Es gibt Bootsmessen, und dann gibt es noch das Cannes Yachting Festival: ein einzigartiges Event für den Wassersport, die größte Bootsmesse am Wasser und in Europa – und neuerdings auch nachhaltig. „Der Respekt vor dem Planeten, die Erhaltung der Meere und Ozeane und die Sorge, einen geringeren ökologischen Fußabdruck zu hinterlassen, sind heute wesentliche Herausforderungen für die Industrie.“ So wohlgefällig jedenfalls heißt es in der Einladung zur Messe, die an die Wassersportbranche und Interessenten weltweit verschickt worden ist. Ist das Bekenntnis zur Nachhaltigkeit nur eine Phrase?
Die Organisatoren der Messe bemühen sich, den wohlfeilen Worten auch sichtbare Taten folgen zu lassen. Ein Teil des sechstägigen Programms im neuen Segelhafen der Messe, dem Port Canto, ist die Ausstellung „Energy Observer“. Sie zeigt Fotos, Filme und Modelle des gleichnamigen Wasserstoffboots.
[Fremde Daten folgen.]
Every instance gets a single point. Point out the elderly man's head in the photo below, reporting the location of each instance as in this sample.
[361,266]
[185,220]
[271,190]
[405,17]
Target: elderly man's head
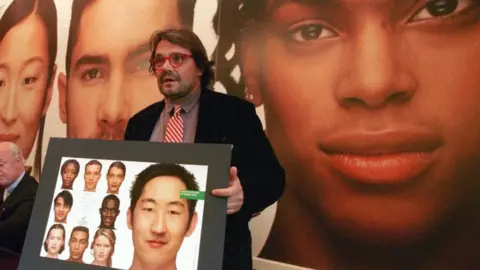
[11,163]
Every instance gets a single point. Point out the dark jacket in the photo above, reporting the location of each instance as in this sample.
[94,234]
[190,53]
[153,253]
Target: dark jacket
[224,119]
[15,214]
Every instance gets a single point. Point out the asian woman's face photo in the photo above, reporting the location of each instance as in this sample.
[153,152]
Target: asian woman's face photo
[350,85]
[55,241]
[24,93]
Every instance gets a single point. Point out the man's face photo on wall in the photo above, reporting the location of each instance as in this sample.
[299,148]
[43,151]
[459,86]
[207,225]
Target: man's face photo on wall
[112,76]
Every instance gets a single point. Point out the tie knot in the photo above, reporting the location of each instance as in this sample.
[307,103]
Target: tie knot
[177,109]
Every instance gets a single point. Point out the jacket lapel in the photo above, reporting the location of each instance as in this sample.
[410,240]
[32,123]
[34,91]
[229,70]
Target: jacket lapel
[149,121]
[206,131]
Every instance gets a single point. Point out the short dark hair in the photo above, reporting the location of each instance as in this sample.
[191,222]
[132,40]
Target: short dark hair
[163,169]
[189,40]
[111,197]
[118,165]
[67,197]
[93,162]
[59,227]
[238,18]
[19,10]
[46,10]
[71,161]
[185,9]
[80,229]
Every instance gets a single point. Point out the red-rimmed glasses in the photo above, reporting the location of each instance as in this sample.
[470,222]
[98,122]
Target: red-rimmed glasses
[175,60]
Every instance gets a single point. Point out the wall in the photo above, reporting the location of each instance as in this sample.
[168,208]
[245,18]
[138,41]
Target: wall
[323,75]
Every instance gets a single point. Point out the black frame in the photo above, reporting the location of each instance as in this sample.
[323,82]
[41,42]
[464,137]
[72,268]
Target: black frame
[216,156]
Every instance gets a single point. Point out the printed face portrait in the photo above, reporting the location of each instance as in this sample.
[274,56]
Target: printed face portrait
[24,93]
[362,96]
[102,249]
[55,241]
[160,222]
[92,175]
[69,174]
[109,79]
[9,166]
[78,243]
[61,210]
[115,177]
[109,213]
[175,69]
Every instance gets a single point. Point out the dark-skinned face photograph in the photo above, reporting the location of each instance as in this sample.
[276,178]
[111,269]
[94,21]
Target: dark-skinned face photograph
[371,107]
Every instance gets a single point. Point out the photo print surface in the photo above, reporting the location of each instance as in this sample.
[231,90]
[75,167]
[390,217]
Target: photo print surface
[115,213]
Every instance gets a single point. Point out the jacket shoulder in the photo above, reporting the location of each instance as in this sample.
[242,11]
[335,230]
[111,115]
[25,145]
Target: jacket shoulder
[147,112]
[230,102]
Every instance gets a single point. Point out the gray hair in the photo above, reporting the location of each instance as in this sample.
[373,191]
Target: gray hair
[16,151]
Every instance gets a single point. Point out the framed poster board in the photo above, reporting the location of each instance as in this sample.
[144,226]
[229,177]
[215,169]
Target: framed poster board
[116,204]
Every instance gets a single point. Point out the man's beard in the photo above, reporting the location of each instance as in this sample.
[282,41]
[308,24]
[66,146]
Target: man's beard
[179,92]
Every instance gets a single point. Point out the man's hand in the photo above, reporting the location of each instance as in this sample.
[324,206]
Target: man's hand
[234,192]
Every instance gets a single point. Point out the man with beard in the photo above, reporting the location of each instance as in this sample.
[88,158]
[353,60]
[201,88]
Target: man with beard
[109,212]
[192,113]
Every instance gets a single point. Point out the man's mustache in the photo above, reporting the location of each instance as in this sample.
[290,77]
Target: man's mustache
[169,74]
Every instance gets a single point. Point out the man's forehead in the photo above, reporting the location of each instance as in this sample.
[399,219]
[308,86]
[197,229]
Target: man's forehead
[139,19]
[79,234]
[92,167]
[165,46]
[110,203]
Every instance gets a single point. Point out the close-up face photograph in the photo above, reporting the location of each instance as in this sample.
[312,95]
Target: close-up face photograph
[370,106]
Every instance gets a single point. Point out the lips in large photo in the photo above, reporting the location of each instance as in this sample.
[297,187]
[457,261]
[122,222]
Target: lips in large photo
[381,186]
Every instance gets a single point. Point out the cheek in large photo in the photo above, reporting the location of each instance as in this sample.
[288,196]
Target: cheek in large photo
[301,106]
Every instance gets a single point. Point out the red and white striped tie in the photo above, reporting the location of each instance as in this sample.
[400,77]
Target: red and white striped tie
[174,132]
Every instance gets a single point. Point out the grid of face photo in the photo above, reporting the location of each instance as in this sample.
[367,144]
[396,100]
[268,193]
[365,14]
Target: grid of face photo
[117,213]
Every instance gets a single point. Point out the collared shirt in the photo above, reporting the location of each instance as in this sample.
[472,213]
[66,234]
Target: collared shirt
[189,116]
[12,186]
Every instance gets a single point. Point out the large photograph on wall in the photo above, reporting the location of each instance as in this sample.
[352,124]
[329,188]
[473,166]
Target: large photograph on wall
[124,205]
[372,109]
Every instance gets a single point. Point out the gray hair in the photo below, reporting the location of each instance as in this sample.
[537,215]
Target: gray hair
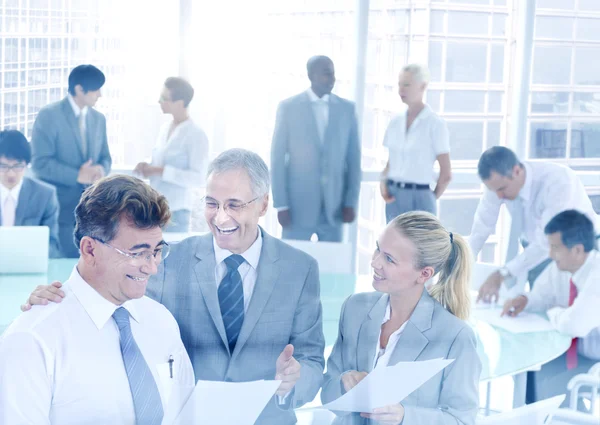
[252,163]
[419,72]
[498,159]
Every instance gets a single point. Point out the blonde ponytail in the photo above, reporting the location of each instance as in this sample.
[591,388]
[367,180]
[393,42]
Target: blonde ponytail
[447,253]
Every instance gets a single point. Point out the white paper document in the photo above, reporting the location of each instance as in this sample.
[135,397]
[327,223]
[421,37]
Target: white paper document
[389,385]
[523,323]
[227,403]
[531,414]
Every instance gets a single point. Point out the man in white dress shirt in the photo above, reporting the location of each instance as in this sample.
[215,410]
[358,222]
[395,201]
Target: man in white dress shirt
[99,356]
[569,292]
[315,159]
[533,192]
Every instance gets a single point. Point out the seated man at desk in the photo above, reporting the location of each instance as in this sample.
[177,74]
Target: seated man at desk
[25,201]
[98,356]
[569,292]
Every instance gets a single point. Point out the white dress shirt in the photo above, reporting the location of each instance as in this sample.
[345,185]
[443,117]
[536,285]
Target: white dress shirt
[247,269]
[581,320]
[184,156]
[62,363]
[548,190]
[413,152]
[382,355]
[14,193]
[320,107]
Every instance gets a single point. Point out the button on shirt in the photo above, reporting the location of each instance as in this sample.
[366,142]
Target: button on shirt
[413,152]
[382,355]
[184,156]
[581,320]
[548,190]
[62,363]
[321,110]
[14,193]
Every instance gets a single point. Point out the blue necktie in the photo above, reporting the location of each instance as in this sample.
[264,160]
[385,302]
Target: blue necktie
[146,398]
[231,299]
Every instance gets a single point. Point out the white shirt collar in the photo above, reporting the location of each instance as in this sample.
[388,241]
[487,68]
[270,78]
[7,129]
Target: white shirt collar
[314,98]
[525,192]
[251,255]
[579,276]
[76,109]
[14,192]
[97,307]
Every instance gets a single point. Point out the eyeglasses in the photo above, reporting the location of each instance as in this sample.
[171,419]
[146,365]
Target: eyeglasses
[4,168]
[159,254]
[230,207]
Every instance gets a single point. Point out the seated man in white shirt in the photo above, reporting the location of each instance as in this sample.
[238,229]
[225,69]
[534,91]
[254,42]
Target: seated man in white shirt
[533,193]
[25,201]
[99,356]
[569,292]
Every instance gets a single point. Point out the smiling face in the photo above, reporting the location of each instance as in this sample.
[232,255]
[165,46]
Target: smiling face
[118,277]
[237,228]
[393,262]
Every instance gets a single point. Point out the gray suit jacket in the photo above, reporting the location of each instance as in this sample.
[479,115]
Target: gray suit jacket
[57,154]
[285,309]
[37,206]
[306,171]
[450,397]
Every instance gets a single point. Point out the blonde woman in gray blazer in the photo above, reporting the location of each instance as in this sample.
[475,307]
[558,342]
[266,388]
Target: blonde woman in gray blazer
[403,321]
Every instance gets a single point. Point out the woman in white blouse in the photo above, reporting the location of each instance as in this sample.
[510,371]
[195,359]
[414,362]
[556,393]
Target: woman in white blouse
[403,321]
[415,140]
[180,157]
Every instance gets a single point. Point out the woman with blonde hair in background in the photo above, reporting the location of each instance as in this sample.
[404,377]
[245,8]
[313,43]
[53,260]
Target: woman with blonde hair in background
[416,139]
[403,321]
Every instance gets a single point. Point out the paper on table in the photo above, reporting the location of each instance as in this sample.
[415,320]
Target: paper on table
[531,414]
[523,323]
[385,386]
[211,402]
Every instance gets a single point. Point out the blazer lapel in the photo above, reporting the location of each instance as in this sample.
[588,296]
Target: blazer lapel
[23,202]
[266,279]
[412,341]
[368,335]
[73,124]
[205,274]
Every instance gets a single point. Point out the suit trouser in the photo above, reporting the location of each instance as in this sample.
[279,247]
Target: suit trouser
[409,200]
[67,244]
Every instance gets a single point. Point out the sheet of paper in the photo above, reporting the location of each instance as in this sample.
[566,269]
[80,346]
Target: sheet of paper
[523,323]
[531,414]
[387,385]
[212,402]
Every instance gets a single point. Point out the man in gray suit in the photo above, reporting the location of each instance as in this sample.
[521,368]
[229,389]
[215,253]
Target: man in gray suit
[25,201]
[247,304]
[70,149]
[315,159]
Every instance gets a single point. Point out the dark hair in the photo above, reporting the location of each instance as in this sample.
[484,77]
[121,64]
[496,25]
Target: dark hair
[180,90]
[88,77]
[103,204]
[574,227]
[499,159]
[314,61]
[14,145]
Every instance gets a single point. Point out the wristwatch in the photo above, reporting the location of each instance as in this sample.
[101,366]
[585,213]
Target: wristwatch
[504,272]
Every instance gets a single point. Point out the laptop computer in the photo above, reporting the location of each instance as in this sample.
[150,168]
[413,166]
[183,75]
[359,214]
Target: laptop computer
[24,249]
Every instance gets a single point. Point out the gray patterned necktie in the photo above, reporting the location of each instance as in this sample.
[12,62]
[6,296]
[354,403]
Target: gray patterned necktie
[146,398]
[231,300]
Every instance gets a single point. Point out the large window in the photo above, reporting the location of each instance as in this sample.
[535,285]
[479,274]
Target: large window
[42,40]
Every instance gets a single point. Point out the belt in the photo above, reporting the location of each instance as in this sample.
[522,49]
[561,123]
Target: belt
[403,185]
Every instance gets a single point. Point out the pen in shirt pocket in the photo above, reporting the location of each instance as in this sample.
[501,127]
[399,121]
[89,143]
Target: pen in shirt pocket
[171,361]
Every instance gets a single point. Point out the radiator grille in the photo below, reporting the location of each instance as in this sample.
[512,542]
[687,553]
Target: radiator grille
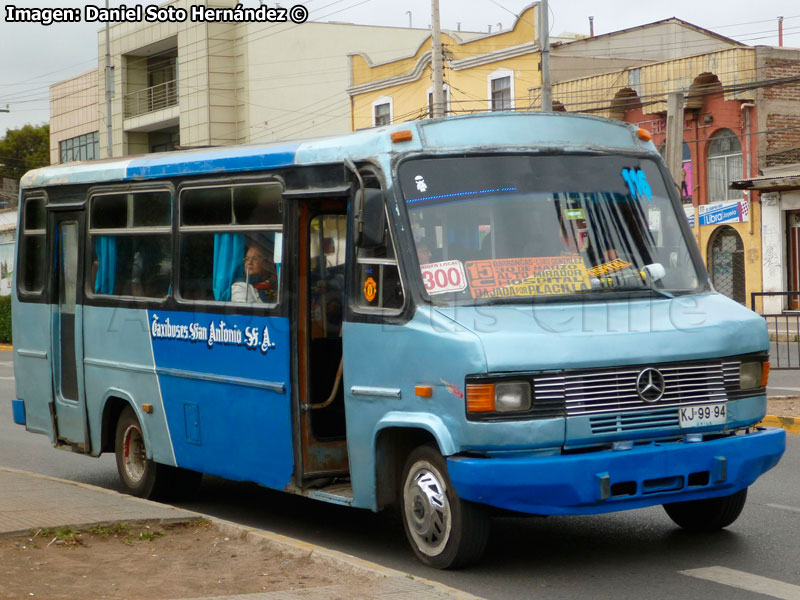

Dieser innovative Renn-Katamaran mit Brennstoffzellenantrieb ist seit 2017 auf einer sechsjährigen Reise um den Globus, um auf die Gefahren des Klimawandels aufmerksam zu machen. 50 Länder soll das Hightech-Schiff besuchen. Zurzeit ist das Boot nach einem Besuch von Spitzbergen auf dem Weg entlang der norwegischen Küste zurück nach Süden. Mit der Ausstellung möchte man möglichst viele Besucher für die Antriebsenergien von morgen sensibilisieren.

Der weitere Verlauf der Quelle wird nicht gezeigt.